Starting point is 00:42:04 Nobody thinks that. It's killing us. we're subsidizing it so that it's cheaper. We're not subsidizing meat to nearly the same level. And if you can just end the distortions, and then you end the government issuing the food dictates that all public schools must do X. So right now it's against the law for a public school to sell whole milk,
Starting point is 00:42:27 which has saturated fat, which is essential to humans to thrive. Yeah. You end all the Fiat dollars going to the subsidies and towards these phony nutrition studies, which are observational studies, no different than me being like, I pulled 10 cancer patients, nine of them drank milk,
Starting point is 00:42:47 headline for my observational study, milk linked to cancer. And today nobody reads the study. People are busy, they're working. The headline. End the distortion by ending the Fed, and that comes through the implementation of a hard currency that takes the control out of the hands of authority
Starting point is 00:43:03 and doesn't right now Fiat's just it weaponizes the entire workforce because every time they create more dollars they devalue your currency and this is going to get worse and worse because the amount of dollars
Starting point is 00:43:22 that are being circulated right now haven't even all come back down to Earth they're not all, they're still floating out there it's the money that's been printed and is continuing to be printed is only going to make meat more and nutrients more cost prohibitive, leading to increased propaganda campaign saying don't eat meat for X reason.

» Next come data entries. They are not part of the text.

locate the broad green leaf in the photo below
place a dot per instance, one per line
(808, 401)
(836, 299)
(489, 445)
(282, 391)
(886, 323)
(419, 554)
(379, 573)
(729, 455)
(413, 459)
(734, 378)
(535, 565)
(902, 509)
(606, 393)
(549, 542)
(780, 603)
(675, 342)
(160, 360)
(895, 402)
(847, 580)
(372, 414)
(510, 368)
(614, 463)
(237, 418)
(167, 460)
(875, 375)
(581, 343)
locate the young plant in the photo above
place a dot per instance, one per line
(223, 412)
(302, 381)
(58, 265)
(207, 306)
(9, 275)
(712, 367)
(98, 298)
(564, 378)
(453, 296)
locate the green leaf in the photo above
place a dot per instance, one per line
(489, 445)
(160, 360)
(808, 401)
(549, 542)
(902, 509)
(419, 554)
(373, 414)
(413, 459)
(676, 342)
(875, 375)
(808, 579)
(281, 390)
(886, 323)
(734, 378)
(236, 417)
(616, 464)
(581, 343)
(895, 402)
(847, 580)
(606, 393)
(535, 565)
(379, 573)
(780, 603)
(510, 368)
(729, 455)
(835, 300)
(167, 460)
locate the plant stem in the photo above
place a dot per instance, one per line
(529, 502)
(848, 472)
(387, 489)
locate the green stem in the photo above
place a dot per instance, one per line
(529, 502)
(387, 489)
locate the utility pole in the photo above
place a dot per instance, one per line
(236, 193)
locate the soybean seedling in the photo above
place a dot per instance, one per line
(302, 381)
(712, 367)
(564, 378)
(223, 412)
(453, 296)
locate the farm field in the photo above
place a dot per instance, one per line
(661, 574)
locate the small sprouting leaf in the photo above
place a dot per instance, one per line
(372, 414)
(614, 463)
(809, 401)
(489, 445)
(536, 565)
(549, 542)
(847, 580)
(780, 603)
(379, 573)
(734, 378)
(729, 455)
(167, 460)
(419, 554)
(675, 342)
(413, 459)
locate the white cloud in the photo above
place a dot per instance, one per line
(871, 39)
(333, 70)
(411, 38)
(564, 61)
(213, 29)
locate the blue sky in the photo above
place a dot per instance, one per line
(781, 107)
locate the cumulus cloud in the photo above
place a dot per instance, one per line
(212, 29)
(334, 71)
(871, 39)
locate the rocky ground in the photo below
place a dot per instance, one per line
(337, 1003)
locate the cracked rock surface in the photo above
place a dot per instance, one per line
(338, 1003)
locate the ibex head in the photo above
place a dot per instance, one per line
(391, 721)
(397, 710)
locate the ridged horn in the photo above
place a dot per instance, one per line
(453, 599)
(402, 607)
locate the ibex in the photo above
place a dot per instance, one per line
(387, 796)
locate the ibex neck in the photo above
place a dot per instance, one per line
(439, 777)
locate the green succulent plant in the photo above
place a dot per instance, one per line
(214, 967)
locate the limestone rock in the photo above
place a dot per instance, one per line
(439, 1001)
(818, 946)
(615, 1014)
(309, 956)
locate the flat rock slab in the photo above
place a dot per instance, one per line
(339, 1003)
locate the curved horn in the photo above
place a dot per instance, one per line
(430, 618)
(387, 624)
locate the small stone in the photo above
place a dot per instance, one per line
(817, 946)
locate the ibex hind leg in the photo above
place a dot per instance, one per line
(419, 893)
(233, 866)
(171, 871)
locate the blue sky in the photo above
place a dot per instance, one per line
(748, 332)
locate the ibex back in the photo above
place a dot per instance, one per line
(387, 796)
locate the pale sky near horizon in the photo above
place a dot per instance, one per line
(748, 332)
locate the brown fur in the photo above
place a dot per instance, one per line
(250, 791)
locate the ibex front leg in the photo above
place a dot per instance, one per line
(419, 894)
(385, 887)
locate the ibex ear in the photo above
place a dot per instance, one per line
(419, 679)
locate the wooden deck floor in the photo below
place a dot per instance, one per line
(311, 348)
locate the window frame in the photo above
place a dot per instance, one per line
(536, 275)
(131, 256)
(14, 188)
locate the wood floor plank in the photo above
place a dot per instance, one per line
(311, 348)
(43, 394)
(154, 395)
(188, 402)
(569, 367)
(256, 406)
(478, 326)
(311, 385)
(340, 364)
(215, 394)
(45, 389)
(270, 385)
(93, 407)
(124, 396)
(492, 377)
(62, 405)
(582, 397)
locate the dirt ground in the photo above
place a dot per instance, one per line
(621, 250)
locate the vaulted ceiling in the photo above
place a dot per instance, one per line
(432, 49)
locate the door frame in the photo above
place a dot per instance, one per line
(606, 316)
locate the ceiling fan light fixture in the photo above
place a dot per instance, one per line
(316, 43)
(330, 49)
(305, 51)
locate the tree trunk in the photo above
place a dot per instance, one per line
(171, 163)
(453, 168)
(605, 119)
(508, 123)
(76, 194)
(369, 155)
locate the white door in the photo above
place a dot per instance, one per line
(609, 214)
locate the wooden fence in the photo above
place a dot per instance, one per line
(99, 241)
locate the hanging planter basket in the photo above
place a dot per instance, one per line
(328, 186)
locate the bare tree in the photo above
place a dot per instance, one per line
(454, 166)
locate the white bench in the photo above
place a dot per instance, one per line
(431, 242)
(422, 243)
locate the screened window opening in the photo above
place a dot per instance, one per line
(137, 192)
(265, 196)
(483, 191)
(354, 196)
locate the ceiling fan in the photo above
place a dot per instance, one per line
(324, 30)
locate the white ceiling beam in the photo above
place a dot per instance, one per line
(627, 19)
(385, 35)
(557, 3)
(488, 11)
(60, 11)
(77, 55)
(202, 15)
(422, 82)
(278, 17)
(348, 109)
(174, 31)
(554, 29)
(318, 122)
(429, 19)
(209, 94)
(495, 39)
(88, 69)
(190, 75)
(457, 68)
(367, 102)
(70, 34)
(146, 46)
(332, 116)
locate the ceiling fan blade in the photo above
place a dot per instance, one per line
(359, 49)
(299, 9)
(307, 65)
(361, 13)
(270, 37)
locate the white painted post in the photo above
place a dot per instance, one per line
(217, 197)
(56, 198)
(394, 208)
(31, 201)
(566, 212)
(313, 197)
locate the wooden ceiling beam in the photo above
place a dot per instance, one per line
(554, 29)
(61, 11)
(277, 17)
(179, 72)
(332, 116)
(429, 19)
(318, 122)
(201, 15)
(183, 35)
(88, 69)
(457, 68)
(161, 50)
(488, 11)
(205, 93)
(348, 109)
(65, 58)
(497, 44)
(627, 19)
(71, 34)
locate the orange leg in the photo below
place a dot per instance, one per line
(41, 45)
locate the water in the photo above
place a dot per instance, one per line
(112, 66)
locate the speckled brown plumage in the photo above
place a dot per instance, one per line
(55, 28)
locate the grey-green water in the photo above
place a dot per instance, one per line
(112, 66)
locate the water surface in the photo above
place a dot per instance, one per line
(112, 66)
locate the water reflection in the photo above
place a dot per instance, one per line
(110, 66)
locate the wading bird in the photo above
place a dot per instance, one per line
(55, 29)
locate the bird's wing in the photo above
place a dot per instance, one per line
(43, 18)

Starting point is 00:43:42 Yeah. And it's going to cycle downward until we change that trajectory. There's absolutely zero chance we're going to get out of this. So like blaming corporations, it's a good, it's good to expose. And these people are doing great work exposing that, but it just leaves the root still in place. Right. It's going to grow back. Yeah.
Starting point is 00:44:03 Super interesting. How do people follow the work you're doing of a website or anything like that? I'm so bad at technology, man. So you're not technology guy where we find this book everywhere books are sold? Yeah. Fantastic. Thank you. It's a super interesting read, a great outlook. And I think in many ways, you're right. We're going to, I mean, we can't just trust the government, but we also have to figure out, you know, how we utilize currencies and how we start pushing back or we're going to be in real trouble.
Starting point is 00:44:31 All right. Well, I really appreciate you joining me today. Thanks for having me on, man. I appreciate you. Thank you very much.